Wetenschappers ontwikkelen hun begrip van ziekteverspreiding met behulp van gegevens zoals gedrags-, demografische en epidemische trends, maar het is vaak moeilijk om betrouwbare gegevens te verzamelen en voor veel ziekten missen we nog steeds belangrijke informatie over hoe ze zich verspreiden. Modellering kan ook in deze gevallen helpen, omdat wetenschappers verschillende hypotheses kunnen testen om te proberen de hiaten in hun kennis in te vullen.


  1. In deze nota's leggen we de nadruk op de verspreiding van humane ziektes.

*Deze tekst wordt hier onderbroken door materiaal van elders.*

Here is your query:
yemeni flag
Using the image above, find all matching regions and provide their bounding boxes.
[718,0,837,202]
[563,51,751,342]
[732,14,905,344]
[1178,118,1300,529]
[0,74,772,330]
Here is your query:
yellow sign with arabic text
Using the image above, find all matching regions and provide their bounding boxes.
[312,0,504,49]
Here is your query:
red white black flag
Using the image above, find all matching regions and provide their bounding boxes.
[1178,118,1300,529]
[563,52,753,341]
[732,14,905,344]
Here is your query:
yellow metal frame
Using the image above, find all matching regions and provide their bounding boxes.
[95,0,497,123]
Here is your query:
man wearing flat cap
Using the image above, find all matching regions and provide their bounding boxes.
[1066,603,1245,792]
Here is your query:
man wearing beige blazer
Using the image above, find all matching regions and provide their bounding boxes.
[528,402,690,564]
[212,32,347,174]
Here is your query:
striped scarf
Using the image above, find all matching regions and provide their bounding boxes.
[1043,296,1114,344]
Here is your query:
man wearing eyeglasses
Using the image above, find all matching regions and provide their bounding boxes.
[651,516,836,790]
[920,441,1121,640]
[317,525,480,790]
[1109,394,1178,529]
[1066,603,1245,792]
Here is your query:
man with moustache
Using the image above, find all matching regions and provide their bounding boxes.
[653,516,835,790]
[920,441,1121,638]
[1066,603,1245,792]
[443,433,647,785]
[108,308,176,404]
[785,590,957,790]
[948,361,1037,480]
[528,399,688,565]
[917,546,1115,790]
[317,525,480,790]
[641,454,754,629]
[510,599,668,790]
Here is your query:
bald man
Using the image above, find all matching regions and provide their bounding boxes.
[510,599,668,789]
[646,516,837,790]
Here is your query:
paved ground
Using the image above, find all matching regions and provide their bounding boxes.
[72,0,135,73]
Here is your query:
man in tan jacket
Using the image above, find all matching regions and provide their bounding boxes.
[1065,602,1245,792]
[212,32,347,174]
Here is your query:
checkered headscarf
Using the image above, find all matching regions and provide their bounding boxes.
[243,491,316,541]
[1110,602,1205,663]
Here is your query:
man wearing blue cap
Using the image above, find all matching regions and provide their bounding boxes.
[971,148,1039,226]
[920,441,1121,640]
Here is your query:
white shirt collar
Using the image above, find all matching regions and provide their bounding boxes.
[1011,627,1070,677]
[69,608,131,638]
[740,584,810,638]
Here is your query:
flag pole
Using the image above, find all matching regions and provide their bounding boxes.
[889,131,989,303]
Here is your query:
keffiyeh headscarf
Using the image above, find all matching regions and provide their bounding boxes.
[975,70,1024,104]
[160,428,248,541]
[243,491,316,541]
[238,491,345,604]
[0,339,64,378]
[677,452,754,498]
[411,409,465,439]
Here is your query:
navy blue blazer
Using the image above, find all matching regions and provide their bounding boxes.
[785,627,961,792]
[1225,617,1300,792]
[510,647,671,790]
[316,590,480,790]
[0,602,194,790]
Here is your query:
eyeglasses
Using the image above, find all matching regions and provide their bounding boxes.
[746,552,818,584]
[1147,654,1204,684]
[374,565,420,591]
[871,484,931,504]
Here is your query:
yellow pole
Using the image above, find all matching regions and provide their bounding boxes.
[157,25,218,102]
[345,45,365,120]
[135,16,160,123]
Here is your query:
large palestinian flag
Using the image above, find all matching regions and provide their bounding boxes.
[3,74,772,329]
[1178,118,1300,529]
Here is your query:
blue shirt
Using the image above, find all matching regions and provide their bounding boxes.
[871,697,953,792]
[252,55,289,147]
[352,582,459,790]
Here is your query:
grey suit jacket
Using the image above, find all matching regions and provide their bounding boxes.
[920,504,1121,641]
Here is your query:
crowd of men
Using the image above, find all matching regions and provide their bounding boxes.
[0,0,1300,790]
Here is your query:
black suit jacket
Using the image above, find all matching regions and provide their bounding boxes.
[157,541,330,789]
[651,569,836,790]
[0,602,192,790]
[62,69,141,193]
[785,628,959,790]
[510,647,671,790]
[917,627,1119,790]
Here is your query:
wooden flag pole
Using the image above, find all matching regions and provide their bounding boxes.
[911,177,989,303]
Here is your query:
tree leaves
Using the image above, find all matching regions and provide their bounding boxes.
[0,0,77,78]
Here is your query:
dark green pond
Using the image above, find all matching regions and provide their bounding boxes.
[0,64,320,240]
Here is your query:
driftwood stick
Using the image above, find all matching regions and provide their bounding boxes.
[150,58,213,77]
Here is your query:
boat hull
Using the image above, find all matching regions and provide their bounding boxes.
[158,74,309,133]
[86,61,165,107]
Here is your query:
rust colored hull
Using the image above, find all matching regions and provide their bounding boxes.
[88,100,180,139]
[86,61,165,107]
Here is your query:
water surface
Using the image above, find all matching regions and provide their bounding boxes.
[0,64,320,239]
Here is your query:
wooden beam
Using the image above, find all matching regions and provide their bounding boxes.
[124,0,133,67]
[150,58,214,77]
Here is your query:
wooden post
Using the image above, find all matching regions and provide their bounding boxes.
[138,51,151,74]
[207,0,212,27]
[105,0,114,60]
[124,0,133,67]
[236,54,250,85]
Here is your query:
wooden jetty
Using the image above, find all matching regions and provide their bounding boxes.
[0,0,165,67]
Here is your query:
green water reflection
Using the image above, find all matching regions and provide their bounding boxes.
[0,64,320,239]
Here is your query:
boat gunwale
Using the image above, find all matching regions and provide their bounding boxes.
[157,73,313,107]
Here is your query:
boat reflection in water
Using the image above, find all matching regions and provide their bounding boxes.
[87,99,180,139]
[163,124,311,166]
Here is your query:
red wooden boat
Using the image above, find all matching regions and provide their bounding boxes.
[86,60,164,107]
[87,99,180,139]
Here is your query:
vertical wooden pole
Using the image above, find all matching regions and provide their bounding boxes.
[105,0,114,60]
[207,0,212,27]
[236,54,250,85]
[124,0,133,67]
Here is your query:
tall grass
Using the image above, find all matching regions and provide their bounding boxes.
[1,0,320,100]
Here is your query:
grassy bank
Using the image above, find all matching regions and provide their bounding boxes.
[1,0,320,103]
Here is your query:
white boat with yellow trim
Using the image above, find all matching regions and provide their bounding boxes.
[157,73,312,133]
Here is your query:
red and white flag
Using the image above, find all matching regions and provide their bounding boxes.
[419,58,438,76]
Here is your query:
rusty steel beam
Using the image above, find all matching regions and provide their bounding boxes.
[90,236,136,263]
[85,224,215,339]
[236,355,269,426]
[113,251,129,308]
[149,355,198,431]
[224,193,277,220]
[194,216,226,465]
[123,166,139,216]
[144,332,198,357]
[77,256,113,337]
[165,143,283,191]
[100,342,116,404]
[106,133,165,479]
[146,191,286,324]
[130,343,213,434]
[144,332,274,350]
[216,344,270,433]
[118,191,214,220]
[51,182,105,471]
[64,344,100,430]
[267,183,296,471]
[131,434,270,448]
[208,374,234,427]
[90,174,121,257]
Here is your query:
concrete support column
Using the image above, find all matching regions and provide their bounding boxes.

Dezelfde modellen worden echter ook gebruikt om ziektes tussen dieren (zoals verspreiding van Myxomatosis bij konijnen) of zelfs tussen planten (bijvoorbeeld verspreiding van Phytophthora infestans, een aardappelziekte die verantwoordelijk was voor de Ierse hongersnood).

  2. Een dynamisch model modelleert een verandering in de tijd.

  3. Welk type contact hier ook voor nodig zou zijn.

  4. We gaan ervan uit dat je niet kan bevriend zijn met jezelf.

  5. In het echte leven hebben de meeste mensen in een populatie geen contact met elkaar (denk aan het sociaal netwerk van een hele stad). De graaf is dus verre van volledig verbonden (elk paar knopen is verbonden) en de elementen van de bogenmatrix bestaat grotendeels uit nullen. In deze gevallen kan het soms beter zijn om een verbindingslijst te gebruiken. Dit is een lijst met dimensies m × 2 waarbij m het aantal bogen is, en elke rij bevat een koppel knopen die verbonden zijn. Afhankelijk van het specifieke netwerk dat we bestuderen en wat we ermee willen doen, kan de ene of de andere datastructuur efficiënter zijn.